Hundreds of demonstrators took part in an anti-immigration protest in Chemnitz (Saxony state) on Thursday, August 30, days after two men of Iraqi and Syrian origin fatally stabbed a German man in the city on Sunday, August 26. The protest - the third to be held in the city in recent days - reportedly took place amid a robust police presence and remained mostly calm - a marked difference from earlier protests on Sunday, August 26, and Monday, August 27, in which several people were wounded when clashes broke out between far-right, anti-immigration protesters and left-wing counterprotesters.
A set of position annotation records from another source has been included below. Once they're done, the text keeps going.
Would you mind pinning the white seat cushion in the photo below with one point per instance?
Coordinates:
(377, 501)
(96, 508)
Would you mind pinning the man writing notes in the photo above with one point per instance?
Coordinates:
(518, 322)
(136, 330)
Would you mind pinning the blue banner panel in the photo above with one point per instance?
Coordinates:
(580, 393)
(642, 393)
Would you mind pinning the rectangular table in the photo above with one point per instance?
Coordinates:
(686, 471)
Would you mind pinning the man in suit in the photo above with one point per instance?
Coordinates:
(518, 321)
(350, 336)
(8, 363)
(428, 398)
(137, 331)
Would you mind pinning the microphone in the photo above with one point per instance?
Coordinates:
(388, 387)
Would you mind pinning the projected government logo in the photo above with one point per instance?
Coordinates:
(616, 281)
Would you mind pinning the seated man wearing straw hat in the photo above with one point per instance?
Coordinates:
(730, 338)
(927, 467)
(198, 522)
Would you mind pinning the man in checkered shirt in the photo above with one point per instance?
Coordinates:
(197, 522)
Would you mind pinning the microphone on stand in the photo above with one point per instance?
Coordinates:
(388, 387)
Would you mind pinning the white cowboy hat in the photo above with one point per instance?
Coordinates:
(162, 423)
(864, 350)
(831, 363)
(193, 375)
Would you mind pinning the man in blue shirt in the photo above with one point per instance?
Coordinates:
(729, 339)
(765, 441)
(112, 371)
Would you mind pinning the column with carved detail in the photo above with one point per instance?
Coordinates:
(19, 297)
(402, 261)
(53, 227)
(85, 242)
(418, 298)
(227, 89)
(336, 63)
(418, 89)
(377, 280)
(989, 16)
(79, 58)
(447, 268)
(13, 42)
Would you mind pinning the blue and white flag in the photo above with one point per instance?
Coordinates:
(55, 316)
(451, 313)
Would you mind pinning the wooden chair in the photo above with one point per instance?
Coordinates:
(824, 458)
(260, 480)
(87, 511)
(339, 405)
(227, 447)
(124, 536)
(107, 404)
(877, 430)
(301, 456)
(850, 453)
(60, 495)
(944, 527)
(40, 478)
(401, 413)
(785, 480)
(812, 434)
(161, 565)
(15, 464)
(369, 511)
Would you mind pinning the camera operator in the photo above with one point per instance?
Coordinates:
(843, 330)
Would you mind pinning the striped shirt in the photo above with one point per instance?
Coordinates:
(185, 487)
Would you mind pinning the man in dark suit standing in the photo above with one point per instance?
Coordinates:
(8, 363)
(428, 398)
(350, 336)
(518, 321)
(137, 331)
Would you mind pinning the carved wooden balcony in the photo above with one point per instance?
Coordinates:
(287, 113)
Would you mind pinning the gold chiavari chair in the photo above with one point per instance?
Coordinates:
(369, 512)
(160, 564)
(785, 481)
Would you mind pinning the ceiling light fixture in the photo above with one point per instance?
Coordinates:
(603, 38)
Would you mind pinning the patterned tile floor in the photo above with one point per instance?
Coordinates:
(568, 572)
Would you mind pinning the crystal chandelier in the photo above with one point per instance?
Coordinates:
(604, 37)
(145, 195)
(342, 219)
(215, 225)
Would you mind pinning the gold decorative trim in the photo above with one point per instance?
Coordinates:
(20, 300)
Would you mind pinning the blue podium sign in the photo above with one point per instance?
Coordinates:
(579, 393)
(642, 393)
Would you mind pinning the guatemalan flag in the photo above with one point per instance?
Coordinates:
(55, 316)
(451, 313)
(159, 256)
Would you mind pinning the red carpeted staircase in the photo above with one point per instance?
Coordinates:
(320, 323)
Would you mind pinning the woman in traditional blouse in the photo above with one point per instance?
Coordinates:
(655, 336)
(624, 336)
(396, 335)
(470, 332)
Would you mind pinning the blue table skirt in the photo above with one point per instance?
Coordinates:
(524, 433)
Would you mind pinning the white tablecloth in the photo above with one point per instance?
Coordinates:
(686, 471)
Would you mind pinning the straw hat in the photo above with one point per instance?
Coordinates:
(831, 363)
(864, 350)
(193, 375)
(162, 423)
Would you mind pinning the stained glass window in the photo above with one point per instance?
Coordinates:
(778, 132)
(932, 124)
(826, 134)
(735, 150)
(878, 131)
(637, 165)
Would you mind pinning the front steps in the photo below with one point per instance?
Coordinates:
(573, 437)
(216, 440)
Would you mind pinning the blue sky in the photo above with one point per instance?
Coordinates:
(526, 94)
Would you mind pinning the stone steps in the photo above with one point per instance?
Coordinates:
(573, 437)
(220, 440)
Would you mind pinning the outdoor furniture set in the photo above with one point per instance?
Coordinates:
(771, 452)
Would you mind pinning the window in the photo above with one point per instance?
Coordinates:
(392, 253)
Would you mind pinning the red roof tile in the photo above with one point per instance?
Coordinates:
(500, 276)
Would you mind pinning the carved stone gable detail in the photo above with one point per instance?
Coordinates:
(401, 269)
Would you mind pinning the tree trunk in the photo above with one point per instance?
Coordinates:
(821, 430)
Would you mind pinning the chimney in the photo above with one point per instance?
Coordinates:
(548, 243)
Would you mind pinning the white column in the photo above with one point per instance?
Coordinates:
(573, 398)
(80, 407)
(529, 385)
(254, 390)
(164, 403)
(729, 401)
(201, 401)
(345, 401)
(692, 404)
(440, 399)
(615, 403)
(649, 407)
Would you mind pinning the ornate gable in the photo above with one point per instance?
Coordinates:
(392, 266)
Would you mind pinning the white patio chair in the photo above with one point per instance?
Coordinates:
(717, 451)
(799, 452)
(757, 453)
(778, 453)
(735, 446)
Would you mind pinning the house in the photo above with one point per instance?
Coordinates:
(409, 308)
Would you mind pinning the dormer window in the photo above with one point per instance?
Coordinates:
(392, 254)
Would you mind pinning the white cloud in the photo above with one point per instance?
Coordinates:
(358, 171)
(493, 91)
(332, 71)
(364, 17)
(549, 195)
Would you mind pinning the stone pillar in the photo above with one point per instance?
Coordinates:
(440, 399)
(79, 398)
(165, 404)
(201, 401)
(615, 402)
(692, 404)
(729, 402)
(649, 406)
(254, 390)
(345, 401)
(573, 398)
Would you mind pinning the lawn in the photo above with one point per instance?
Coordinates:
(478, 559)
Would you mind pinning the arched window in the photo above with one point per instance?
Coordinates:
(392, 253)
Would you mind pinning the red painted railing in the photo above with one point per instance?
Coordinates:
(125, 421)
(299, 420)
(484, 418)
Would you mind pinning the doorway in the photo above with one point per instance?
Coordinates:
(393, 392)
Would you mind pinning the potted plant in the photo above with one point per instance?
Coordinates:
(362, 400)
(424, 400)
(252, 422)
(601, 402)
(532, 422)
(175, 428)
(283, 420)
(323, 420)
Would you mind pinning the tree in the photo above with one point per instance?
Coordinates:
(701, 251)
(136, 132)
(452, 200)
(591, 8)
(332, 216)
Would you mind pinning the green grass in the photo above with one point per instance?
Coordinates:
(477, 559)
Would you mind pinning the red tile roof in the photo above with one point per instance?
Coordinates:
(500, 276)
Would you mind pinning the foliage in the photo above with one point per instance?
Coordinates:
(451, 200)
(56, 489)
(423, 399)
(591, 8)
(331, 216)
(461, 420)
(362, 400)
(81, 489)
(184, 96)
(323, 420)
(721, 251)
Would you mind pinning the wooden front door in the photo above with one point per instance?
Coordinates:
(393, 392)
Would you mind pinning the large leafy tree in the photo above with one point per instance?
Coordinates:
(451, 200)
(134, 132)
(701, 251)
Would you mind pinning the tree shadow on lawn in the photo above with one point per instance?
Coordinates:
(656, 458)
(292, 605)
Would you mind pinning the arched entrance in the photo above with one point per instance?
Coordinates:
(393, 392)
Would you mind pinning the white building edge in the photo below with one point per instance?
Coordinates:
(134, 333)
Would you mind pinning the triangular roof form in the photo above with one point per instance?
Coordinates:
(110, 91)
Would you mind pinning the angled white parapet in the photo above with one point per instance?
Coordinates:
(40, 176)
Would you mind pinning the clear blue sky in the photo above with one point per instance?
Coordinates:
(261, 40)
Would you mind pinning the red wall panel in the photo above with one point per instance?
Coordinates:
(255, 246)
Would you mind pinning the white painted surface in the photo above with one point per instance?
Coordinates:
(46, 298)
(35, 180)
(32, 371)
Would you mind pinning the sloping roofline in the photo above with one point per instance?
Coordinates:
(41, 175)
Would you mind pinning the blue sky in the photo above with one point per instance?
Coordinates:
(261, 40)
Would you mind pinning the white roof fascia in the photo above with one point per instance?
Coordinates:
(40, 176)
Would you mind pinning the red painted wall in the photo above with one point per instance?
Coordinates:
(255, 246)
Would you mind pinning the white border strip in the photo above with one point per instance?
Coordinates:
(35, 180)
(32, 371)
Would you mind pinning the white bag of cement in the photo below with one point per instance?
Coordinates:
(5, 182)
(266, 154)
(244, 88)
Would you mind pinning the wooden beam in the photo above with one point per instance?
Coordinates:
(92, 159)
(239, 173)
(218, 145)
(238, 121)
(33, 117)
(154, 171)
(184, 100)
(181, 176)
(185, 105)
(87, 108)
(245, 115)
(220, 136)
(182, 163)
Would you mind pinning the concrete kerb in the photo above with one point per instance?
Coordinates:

The far-right Alternative for Germany (AfD) party and the Patriotic Europeans Against the Islamization of the West (PEGIDA) movement have called for a related protest march in the city on Saturday, September 1. Additional anti-immigration protests are possible in Chemnitz over the coming days. A heightened security presence and localized traffic disruptions are expected near all such demonstrations.
AfD initially called for a "spontaneous demonstration" in Chemnitz on August 26 to protest the alleged killing of a German man by two men of Iraqi and Syrian origin; around 100 people showed up to protest but dispersed before a larger crowd of several hundreds of people showed up to hold a related anti-immigration demonstration. Several people were wounded in clashes between anti-immigration protesters and left-wing counterprotesters on August 26 and August 27.
Reports have emerged since the August 26 stabbing attack in Chemnitz claiming that several migrants have been assaulted in the cities of Chemnitz and Wismar in apparent retaliation to the stabbing attack.
Individuals in Chemnitz and other affected cities are advised to monitor developments to the situation, avoid all protests and demonstrations as a precaution, and adhere to all instructions issued by the local authorities.